Transaction & Concurrency Control
Transactions and concurrency in DBMS ensure data consistency and integrity when multiple operations run simultaneously.
What is a Transaction?
A transaction is a sequence of database operations treated as one logical unit of work. Either all operations succeed, or none of them take effect.
Example:
- Debit money from one account
- Credit money to another account
If either step fails, the database must rollback to the original state.

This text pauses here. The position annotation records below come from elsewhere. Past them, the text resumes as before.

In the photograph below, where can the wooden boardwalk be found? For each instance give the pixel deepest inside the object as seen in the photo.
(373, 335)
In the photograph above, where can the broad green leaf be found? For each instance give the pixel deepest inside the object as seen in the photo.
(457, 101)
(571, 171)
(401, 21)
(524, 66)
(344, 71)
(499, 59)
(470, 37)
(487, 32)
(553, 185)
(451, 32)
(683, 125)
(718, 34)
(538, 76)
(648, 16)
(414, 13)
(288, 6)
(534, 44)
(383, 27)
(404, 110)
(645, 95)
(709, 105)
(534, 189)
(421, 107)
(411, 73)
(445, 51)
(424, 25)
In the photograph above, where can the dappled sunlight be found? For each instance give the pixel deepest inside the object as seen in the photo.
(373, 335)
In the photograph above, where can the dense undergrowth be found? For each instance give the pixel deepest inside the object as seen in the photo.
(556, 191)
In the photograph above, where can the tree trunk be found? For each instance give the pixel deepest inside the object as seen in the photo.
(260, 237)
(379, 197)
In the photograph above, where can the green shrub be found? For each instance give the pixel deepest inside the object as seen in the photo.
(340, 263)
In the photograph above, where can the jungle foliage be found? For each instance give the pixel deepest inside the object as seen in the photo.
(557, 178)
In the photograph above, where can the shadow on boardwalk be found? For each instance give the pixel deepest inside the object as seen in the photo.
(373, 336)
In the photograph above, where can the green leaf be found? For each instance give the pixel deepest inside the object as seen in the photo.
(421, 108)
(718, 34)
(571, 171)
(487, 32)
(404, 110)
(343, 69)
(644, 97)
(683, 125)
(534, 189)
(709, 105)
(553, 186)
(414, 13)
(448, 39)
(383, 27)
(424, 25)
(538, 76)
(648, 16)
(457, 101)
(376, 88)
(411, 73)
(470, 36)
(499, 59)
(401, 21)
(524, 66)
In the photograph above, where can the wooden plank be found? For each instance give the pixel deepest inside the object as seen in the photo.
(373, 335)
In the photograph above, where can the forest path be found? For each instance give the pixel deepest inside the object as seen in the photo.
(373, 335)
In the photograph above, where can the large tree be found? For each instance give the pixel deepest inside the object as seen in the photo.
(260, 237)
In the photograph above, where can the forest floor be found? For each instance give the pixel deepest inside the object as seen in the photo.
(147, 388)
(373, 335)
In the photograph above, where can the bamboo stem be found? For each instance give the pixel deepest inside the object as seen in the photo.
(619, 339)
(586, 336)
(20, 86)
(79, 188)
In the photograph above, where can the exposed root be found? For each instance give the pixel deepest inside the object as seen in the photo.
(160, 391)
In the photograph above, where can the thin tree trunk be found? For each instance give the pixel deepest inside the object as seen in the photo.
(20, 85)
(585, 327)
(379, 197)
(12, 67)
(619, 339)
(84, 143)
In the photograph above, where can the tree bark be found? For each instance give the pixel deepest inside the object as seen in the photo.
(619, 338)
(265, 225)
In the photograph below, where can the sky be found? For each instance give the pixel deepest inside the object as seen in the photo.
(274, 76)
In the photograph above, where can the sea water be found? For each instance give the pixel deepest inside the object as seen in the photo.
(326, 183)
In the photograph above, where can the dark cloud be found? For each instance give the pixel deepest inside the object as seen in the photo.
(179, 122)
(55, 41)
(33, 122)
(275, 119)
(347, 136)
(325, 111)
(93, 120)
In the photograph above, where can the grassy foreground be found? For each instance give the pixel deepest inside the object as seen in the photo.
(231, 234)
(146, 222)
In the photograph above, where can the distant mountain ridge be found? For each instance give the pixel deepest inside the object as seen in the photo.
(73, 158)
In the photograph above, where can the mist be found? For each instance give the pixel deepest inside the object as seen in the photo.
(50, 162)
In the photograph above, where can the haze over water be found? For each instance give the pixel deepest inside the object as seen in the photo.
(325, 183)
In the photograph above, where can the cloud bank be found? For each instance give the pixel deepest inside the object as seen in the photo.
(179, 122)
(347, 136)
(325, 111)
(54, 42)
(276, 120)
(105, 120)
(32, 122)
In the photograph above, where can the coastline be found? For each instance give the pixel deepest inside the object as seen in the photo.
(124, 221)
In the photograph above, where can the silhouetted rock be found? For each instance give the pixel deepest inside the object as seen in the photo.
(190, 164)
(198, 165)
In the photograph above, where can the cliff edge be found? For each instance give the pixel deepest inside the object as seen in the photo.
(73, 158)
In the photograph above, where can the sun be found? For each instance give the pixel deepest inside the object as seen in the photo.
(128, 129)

Why Transactions Are Necessary
Databases are shared systems with many users, queries, and possible failures.
Without transactions:
- Data could be corrupted by partial updates
- Crashes could leave the database inconsistent
- Concurrent users could overwrite each other’s work
Transactions ensure operations remain safe, consistent, and predictable.
ACID Properties
Transactions are governed by ACID, the core correctness guarantees of a DBMS.
Atomicity - A transaction is all or nothing. If one operation fails, all changes are undone.
Consistency - A transaction takes the database from one valid state to another valid state. All constraints, rules, and invariants must hold after commit.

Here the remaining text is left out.